Aun así, es muy complejo en el juego del pasado y el presente el realizar un título lineal que no pierda al espectador, y este es en gran parte otro de los aciertos de dicho proyecto, que es el montaje. Vimos ya en Aftersun (Charlotte Wells, 2022) cómo la historia conmovedora de padre e hija viajaba desde el pasado hasta el presente de la propia directora, recabando quizás más en las imágenes antiguas que las actuales. En este caso, el salto de fe de Kormákur reside en el riesgo de estar intercalando, en la totalidad de dos horas, ambas líneas del tiempo. Una trenza que podría perder a cualquiera pero que en efecto no lo hace. Un acierto unido a la fotografía que hace fe al propio título de la película: el contacto. Es preciosista cómo trata la luz del sol el tacto entre dos manos que se frotan en un vagón de tren. Cómo se acaricia la espalda desnuda de la persona amada entre sábanas. O cómo, dependiendo del color y los filtros, la cámara puede otorgar al pasado esa tonalidad añil de nostalgia y de morriña ante lo colectivo, y puede enfriar el aislamiento del presente sin nadie cerca —o a tres metros de distancia por seguridad sanitaria—.
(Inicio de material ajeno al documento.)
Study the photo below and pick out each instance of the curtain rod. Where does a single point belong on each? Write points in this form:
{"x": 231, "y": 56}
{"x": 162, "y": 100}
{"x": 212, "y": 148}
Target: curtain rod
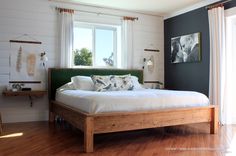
{"x": 99, "y": 13}
{"x": 217, "y": 4}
El caso es que, como su propio nombre indica, el tocar es la raíz primordial de la vida. Uno se imagina muy solo —mucho— si no tiene alrededor de sus manos, unas manos que digan «estoy aquí». Y duele más aún si esas manos que antes estaban ahí, ahora lavan otros platos y tocan otras puertas lejanas, a kilómetros. Muchas veces he pensado que no es tan solo la longitud física, sino que la herida de la distancia también abarca el recuerdo, la memoria. A uno le quitan algo y entonces empieza a verlo por todas partes. Empieza a sentirlo y echarlo de menos de la manera que cuando lo tiene, no es así —o al menos no con la misma intensidad—. Touch entonces llega para aliviar, para posar una mano fría en una espalda quemada por el sol que es el imaginarse solo, o al menos —y me doy las directrices para hablar en primera persona— el imaginarme sin ti.